Avoiding Incentives for Performative Prediction in AI

Project summary

Four months salary to write a paper on how incentives for performative prediction can be eliminated through the joint evaluation of multiple predictors.

Performative prediction refers to predictions where the act of making them affects their own outcome, such as through actions taken by others in response. This introduces an incentive for a predictor to use their prediction to influence the world towards more predictable outcomes. If powerful AI systems develop the goal of maximizing predictive accuracy, either incidentally or by design, then this incentive for manipulation could prove catastrophic.

Initial results indicate that a system of two or more predictors can be jointly evaluated in a way that removes the incentive to manipulate the outcome, in contrast with previous impossibility results for the case of a single predictor. This project aims to extend these initial results, ensure their robustness, and produce empirical evidence that models can be trained to act in the desired way across a wide range of scenarios.

What are this project's goals and how will you achieve them?

Concretely, the goal of this project is to produce a paper containing theoretical and empirical results demonstrating that the incentive for performative prediction can be eliminated by jointly evaluating multiple predictors. Ideally, such a paper could get published at a top ML conference.

More broadly, the goal of this project is to create a technique that improves the safety of powerful predictive models, and disseminate information about it to the research community. By doing so this project would reduce the risk from predictive models and increase the chance that leading AI companies focus on predictive models over more dangerous general systems.

Specific components of this paper include:

Comparing the behavior of a single model to the behavior of a jointly evaluated pair of models in an environment where performative prediction is possible
Building a theoretical model proving which conditions are necessary to avoid performative prediction when predictors have access to different information
Running experiments to test predictor behavior under incomplete information, including both the above theoretical model and setups without a closed-form solution
Extending the results to prediction and decision markets, including training models to be market makers
Exploring other possibilities opened up by jointly evaluating predictors, such as eliciting honest reports on predictor uncertainty

How will this funding be used?

The funding will pay for four months of my salary, from which I will pay the costs of running experiments and office space.

Who is on your team and what's your track record on similar projects?

I would be the only researcher receiving funding from this project.

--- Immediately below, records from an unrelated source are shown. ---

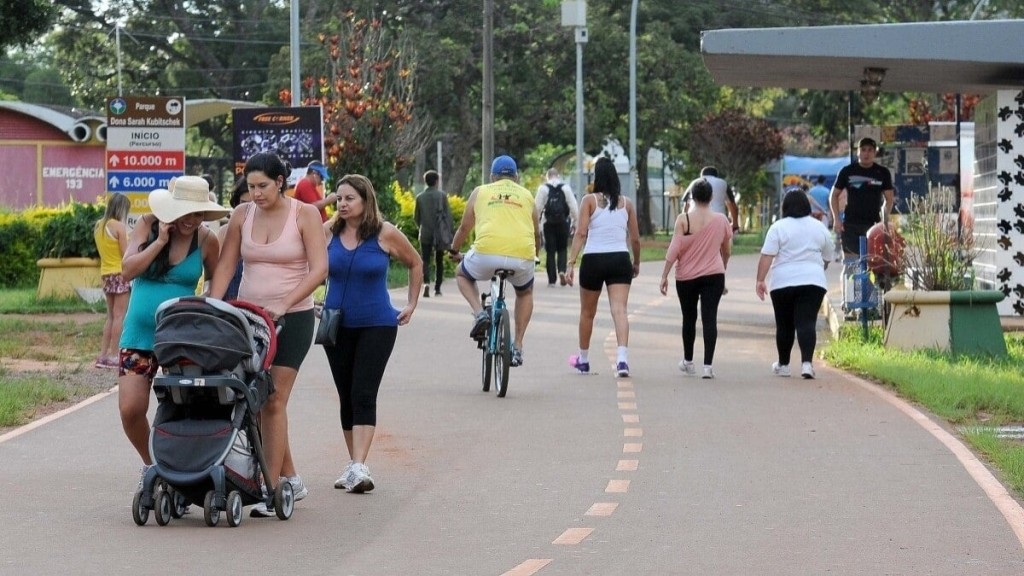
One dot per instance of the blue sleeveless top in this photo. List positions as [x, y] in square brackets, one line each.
[148, 293]
[357, 284]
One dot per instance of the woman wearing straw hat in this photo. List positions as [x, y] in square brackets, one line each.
[167, 253]
[281, 241]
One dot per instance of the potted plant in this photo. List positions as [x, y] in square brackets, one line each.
[940, 307]
[68, 257]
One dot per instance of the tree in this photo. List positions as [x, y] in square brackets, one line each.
[367, 96]
[22, 22]
[736, 144]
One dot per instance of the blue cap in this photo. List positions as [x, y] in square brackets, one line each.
[504, 166]
[318, 168]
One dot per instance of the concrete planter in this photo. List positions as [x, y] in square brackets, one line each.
[962, 322]
[58, 278]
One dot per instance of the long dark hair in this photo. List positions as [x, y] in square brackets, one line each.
[606, 180]
[796, 204]
[373, 220]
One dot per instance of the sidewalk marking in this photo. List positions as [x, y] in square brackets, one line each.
[628, 465]
[47, 419]
[1011, 510]
[617, 487]
[602, 508]
[528, 568]
[572, 536]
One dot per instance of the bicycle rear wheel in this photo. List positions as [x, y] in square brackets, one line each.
[503, 354]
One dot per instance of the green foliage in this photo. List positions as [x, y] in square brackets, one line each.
[23, 22]
[69, 233]
[938, 255]
[19, 239]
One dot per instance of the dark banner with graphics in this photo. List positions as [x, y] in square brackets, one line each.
[296, 134]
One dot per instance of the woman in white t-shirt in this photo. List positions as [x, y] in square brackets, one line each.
[797, 250]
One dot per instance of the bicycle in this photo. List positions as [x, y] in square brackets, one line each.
[497, 342]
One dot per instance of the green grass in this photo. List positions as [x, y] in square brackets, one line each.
[23, 300]
[20, 397]
[975, 395]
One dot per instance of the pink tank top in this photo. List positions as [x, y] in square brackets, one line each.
[273, 270]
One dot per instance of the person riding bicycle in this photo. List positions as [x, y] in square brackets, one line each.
[508, 231]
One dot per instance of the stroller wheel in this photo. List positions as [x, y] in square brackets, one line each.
[163, 507]
[179, 504]
[139, 512]
[233, 511]
[210, 512]
[284, 500]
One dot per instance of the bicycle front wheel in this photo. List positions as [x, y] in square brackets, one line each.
[503, 354]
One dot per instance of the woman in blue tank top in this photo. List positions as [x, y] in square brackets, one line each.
[359, 249]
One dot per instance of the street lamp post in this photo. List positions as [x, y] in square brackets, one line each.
[574, 14]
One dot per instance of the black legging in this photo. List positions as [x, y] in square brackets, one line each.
[357, 366]
[556, 242]
[707, 289]
[797, 312]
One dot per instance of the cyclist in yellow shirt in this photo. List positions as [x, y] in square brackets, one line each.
[507, 234]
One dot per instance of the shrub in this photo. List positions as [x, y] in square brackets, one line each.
[69, 233]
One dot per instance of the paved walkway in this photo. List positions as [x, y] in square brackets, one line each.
[658, 474]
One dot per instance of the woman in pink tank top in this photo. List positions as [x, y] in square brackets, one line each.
[281, 243]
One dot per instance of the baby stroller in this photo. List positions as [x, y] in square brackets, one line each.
[205, 441]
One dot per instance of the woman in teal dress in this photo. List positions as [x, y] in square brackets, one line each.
[168, 252]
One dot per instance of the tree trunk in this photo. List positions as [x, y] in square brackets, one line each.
[643, 196]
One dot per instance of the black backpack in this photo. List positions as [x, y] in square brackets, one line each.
[556, 209]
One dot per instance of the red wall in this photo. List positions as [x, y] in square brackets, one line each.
[39, 164]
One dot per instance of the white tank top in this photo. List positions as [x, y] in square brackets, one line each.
[608, 230]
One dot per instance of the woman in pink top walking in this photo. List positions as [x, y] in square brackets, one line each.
[701, 243]
[281, 241]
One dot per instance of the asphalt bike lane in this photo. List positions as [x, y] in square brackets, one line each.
[656, 474]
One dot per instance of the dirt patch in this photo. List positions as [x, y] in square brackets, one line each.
[78, 376]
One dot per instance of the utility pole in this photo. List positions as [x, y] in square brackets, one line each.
[294, 41]
[574, 14]
[487, 122]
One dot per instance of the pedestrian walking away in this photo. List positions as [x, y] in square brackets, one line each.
[433, 217]
[701, 244]
[559, 214]
[504, 219]
[167, 254]
[797, 251]
[111, 236]
[606, 235]
[281, 242]
[359, 251]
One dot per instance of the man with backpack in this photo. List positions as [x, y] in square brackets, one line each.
[433, 216]
[558, 209]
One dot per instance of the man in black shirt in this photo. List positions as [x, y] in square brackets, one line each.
[868, 190]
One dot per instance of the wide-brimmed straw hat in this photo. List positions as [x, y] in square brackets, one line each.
[185, 195]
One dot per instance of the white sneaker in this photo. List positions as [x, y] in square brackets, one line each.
[807, 371]
[360, 479]
[780, 369]
[298, 488]
[343, 480]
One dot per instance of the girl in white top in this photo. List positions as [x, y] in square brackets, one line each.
[608, 231]
[797, 250]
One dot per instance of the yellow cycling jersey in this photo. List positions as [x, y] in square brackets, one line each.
[504, 213]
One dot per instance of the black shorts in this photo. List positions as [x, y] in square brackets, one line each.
[851, 236]
[605, 268]
[295, 338]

However, I may collaborate with Johannes Treutlein, a PhD student at UC Berkeley. We have previously worked together on two related papers, Condition Predictive Models: Risks and Strategies, as well as Incentivizing honest performative predictions with proper scoring rules. We have also written well received Alignment Forum posts on the Underspecification of Oracle AI, and the initial results for this project.

It is possible that I will be mentoring undergraduate or junior AI safety researchers while working on this project, in which case I could involve them in running experiments.

What are the most likely causes and outcomes if this project fails? (premortem)

The best failure mode would be conclusive negative results, in which case I could publicize them and share the lessons learned from the process. A more likely failure scenario is inconclusive results, where the system cannot be shown to work, but the possibility remains open that it could under a different setup. These failure modes could result from the theory being mathematically intractable, experimental results contradicting the theory, or from me as a researcher missing possible solutions to problems that arise.

What other funding are you or your project getting?

I currently have an application under evaluation at the Long-Term Future Fund (LTFF) to fund this project for three months. Between Manifund and the LTFF, I would not take more than four months of funding, as I believe that should be sufficient to finish the project.